Eugene Lamone

No. 72
- Positions: Guard, Defensive tackle

Personal information
- Born: April 24, 1933 (age 93) Wellsburg, West Virginia
- Listed height: 6 ft 2 in (1.88 m)
- Listed weight: 215 lb (98 kg)

Career information
- High school: Wellsburg
- College: West Virginia
- NFL draft: 1955 (5th round, 57th overall pick)

Career history
- Philadelphia Eagles (1955–1957); Cleveland Browns (1957);

Awards and highlights
- Second-team AP All-American (1953); Third-team AP All-American (1954); All-Southern Conference selection (1954); Jacobs Blocking Trophy winner (1954);

= Eugene Lamone =

Former american football player and coach (born 1933)

Gene "Beef" Lamone (born April 24, 1933) is a former American football player and coach. One of the most celebrated offensive linemen in West Virginia University history, Lamone was a two-time All-American, a 60-minute player during the golden era of Mountaineer football, and later a successful coach and corporate executive.

==Early life and education==
Lamone was born on April 24, 1933, in Wellsburg, West Virginia, and attended Wellsburg High School, where he was an all-star in football, baseball, and track.

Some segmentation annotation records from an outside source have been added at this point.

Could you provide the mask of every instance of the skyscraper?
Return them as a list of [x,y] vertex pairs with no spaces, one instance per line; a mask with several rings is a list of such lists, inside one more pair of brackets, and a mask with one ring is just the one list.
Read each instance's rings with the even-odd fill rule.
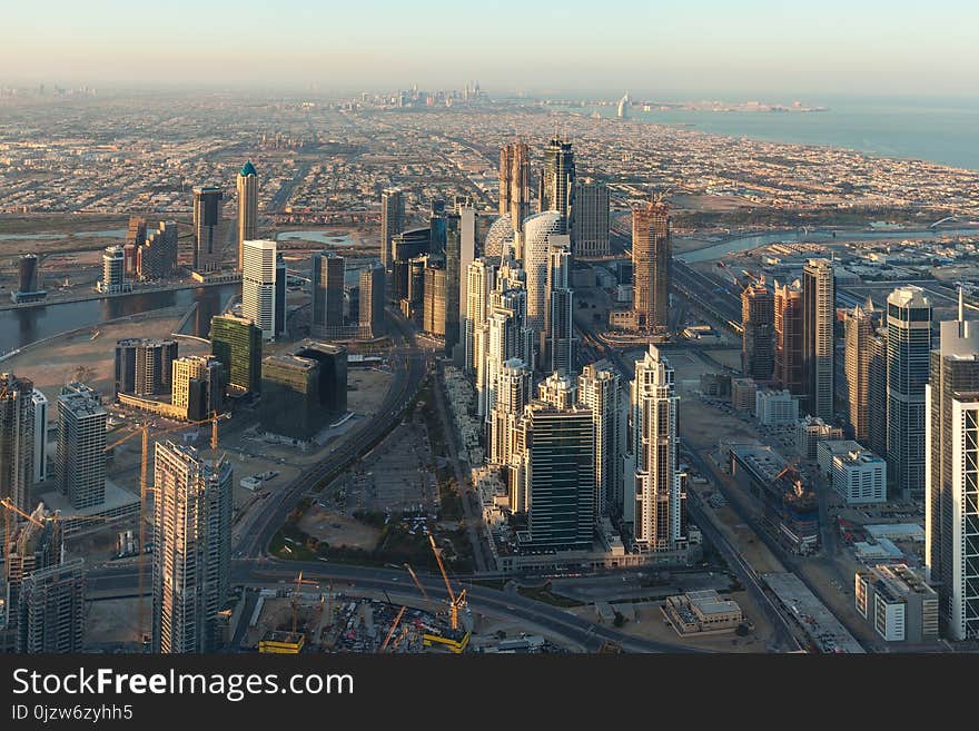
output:
[[247,317],[228,313],[210,319],[210,349],[228,377],[228,392],[261,389],[261,330]]
[[627,408],[622,379],[611,363],[582,368],[577,402],[592,412],[595,425],[595,511],[599,516],[621,515]]
[[106,501],[106,422],[98,393],[71,383],[58,396],[58,490],[76,510]]
[[775,281],[775,383],[792,395],[804,388],[802,369],[802,289]]
[[639,330],[661,334],[670,326],[673,237],[670,208],[651,201],[632,209],[632,309]]
[[952,640],[979,639],[979,322],[941,323],[926,404],[924,563],[939,622]]
[[540,210],[561,214],[560,234],[574,227],[574,152],[571,142],[555,136],[544,148],[541,171]]
[[400,188],[385,188],[380,194],[380,263],[390,270],[392,239],[405,230],[405,197]]
[[154,652],[214,652],[231,567],[231,465],[158,442],[154,485]]
[[332,251],[316,251],[313,255],[309,332],[314,337],[343,337],[345,271],[344,257]]
[[583,178],[574,184],[574,228],[572,251],[577,257],[609,256],[609,188],[604,182]]
[[221,246],[221,200],[225,194],[214,186],[194,188],[194,270],[218,268]]
[[276,243],[245,241],[241,271],[241,314],[261,329],[266,340],[275,339]]
[[[33,392],[28,378],[0,374],[0,500],[9,500],[21,511],[27,510],[34,473]],[[17,514],[10,516],[11,527],[19,522]],[[6,530],[2,524],[0,529]],[[3,543],[0,547],[6,551]]]
[[924,386],[931,353],[931,300],[921,287],[888,297],[888,477],[904,497],[924,493]]
[[251,160],[238,172],[238,270],[245,260],[245,241],[258,238],[258,174]]
[[850,426],[861,444],[870,439],[870,364],[873,354],[873,305],[870,312],[859,305],[843,320],[844,363]]
[[810,259],[802,267],[802,366],[805,412],[833,421],[833,327],[837,290],[829,259]]
[[673,378],[673,368],[653,345],[635,363],[630,418],[635,456],[633,524],[635,543],[643,551],[673,551],[686,540],[678,458],[680,397]]
[[775,296],[764,279],[741,292],[741,372],[769,382],[775,367]]

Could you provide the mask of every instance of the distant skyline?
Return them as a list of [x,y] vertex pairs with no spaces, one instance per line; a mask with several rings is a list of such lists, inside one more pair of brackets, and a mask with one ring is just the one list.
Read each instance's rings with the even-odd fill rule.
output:
[[560,13],[515,0],[55,0],[3,19],[0,85],[979,97],[979,8],[966,0],[570,0]]

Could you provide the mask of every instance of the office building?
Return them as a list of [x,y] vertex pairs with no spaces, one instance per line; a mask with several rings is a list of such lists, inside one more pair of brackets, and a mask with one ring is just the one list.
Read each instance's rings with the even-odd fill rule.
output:
[[261,330],[250,319],[230,313],[211,317],[210,349],[227,374],[228,393],[261,389]]
[[802,395],[802,288],[775,281],[775,377],[779,387]]
[[258,238],[258,174],[251,160],[238,172],[238,270],[245,261],[245,241]]
[[[28,378],[0,374],[0,500],[9,500],[21,511],[27,511],[34,475],[33,393]],[[11,527],[19,522],[19,515],[10,516]]]
[[764,278],[741,293],[741,373],[768,383],[775,369],[775,296]]
[[622,378],[611,363],[599,360],[582,368],[577,403],[591,411],[595,428],[595,512],[621,515],[629,406]]
[[58,562],[24,575],[18,601],[17,652],[82,651],[85,562]]
[[843,320],[847,401],[850,426],[858,442],[870,439],[870,366],[873,355],[873,309],[859,305]]
[[631,452],[635,472],[625,500],[633,539],[641,551],[674,551],[686,542],[684,475],[680,472],[680,396],[673,368],[655,346],[635,362],[630,391]]
[[833,411],[833,327],[837,290],[829,259],[802,267],[802,409],[831,422]]
[[[275,339],[276,243],[245,241],[241,271],[241,314],[261,329],[266,340]],[[340,289],[343,293],[343,289]]]
[[48,397],[34,388],[31,394],[34,407],[34,484],[48,478]]
[[888,476],[904,497],[924,494],[924,387],[931,353],[931,300],[920,287],[887,302]]
[[380,264],[384,265],[386,271],[390,271],[392,268],[393,239],[404,230],[404,192],[400,188],[385,188],[380,194]]
[[906,564],[878,565],[854,576],[854,606],[888,642],[938,639],[938,595]]
[[979,322],[940,324],[926,398],[924,564],[942,634],[979,639]]
[[[560,214],[558,234],[573,227],[574,210],[574,151],[571,142],[555,136],[544,148],[544,168],[541,170],[538,210]],[[517,228],[517,227],[514,227]]]
[[154,486],[154,652],[215,652],[230,583],[231,465],[158,442]]
[[227,372],[214,355],[188,355],[174,360],[174,406],[189,422],[200,422],[225,409]]
[[670,208],[651,201],[632,209],[633,329],[663,334],[670,325],[673,241]]
[[170,393],[177,340],[116,340],[116,394],[159,396]]
[[344,257],[332,251],[313,255],[313,307],[309,333],[314,337],[344,336]]
[[386,275],[384,266],[372,264],[360,269],[359,308],[357,312],[357,337],[370,340],[387,333],[384,306]]
[[224,245],[220,188],[199,186],[194,188],[194,270],[212,271],[220,261]]
[[612,250],[607,186],[592,178],[576,180],[573,198],[572,253],[576,257],[609,256]]
[[106,501],[106,423],[97,392],[81,383],[58,396],[58,452],[55,476],[59,492],[76,510]]

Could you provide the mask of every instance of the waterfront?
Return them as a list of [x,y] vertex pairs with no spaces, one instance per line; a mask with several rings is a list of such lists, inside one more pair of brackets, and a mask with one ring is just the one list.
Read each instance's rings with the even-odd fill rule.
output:
[[79,327],[95,327],[101,323],[128,315],[148,313],[165,307],[190,307],[196,310],[188,318],[182,333],[207,337],[210,318],[227,307],[231,297],[239,295],[241,285],[228,284],[194,289],[176,289],[134,294],[108,299],[88,299],[50,304],[0,312],[0,353],[23,347]]

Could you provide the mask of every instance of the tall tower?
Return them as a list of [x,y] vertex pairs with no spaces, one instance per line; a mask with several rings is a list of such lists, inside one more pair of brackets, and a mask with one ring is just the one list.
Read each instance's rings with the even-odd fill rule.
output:
[[741,372],[768,382],[775,368],[775,296],[764,279],[741,293]]
[[649,333],[665,333],[670,326],[670,280],[673,266],[673,240],[670,208],[650,202],[632,209],[632,277],[636,327]]
[[214,652],[231,567],[231,465],[159,442],[154,485],[154,652]]
[[344,257],[332,251],[313,255],[313,337],[339,337],[344,326]]
[[405,230],[405,197],[400,188],[385,188],[380,194],[380,263],[390,270],[390,240]]
[[[872,308],[872,304],[871,304]],[[859,305],[843,320],[844,363],[850,425],[861,444],[870,439],[870,363],[872,356],[873,309]]]
[[238,172],[238,270],[245,261],[245,241],[258,238],[258,174],[251,160]]
[[58,490],[82,510],[106,502],[106,422],[98,394],[80,383],[58,396]]
[[194,188],[194,270],[217,268],[221,245],[221,200],[225,194],[215,186]]
[[599,360],[582,368],[577,403],[592,412],[595,425],[595,511],[599,516],[621,515],[627,409],[622,379],[612,364]]
[[604,182],[584,178],[574,184],[574,227],[572,251],[577,257],[609,256],[609,188]]
[[635,542],[644,551],[673,551],[686,540],[683,476],[678,468],[680,397],[673,368],[653,345],[635,363],[631,402]]
[[802,375],[802,289],[775,281],[775,382],[790,394],[804,388]]
[[241,268],[241,314],[261,328],[266,340],[275,339],[276,243],[245,241]]
[[810,259],[802,267],[802,365],[804,405],[809,414],[833,419],[833,326],[837,290],[829,259]]
[[952,640],[979,639],[979,322],[941,323],[926,403],[924,564]]
[[574,226],[574,152],[571,142],[555,136],[544,148],[544,169],[541,172],[540,210],[561,214],[561,229],[567,234]]
[[924,386],[931,300],[921,287],[888,297],[888,477],[904,497],[924,493]]

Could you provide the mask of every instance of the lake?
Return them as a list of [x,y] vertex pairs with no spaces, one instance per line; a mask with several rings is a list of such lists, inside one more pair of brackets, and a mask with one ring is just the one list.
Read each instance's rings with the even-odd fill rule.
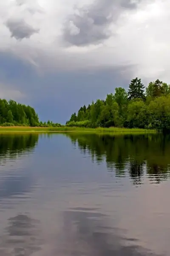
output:
[[0,256],[169,256],[170,164],[161,134],[0,134]]

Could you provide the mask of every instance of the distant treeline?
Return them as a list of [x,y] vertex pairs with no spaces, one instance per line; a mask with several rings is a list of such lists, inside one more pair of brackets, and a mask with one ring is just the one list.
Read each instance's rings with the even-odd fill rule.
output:
[[67,122],[69,126],[125,127],[170,131],[170,85],[157,79],[145,88],[141,79],[132,80],[127,92],[117,87],[105,100],[80,108]]
[[0,99],[0,125],[1,126],[60,126],[48,121],[46,123],[39,122],[38,114],[30,106],[18,103],[14,100],[8,102]]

Known for his tenacity and physical style of play, he emerged as a standout football lineman and became the first member of his family to attend college.

Lamone graduated from WVU in 1955 with a degree in marketing and business.
==Career==
===College===
Lamone enrolled at West Virginia University in 1951 and became a four-year letterwinner under head coach Art Lewis. Nicknamed “Beef” for his stocky, powerful build, he quickly established himself as a dominant force on both sides of the line.

Lamone was a 60-minute player during his final two seasons and helped lead WVU to a 28–7 record over four years, including victories over Penn State, a 1954 Sugar Bowl appearance, and a final #12 AP national ranking in 1954. He played alongside Mountaineer legends like Bruce Bosley, Sam Huff, Fred Wyant, and Joe Marconi. During his sophomore season, WVU’s 24–0 win over George Washington University launched a school-record streak of 30 consecutive Southern Conference victories.
===Professional===
Lamone was selected in the fifth round of the 1955 NFL draft (57th overall pick). He went on to play two seasons with the Philadelphia Eagles and one season with the Cleveland Browns, but a knee injury cut his professional football career short.

===Coaching===
Following his playing career, Lamone moved to Wheeling, West Virginia, where he became head football coach at Linsly School, serving in that role for eight years.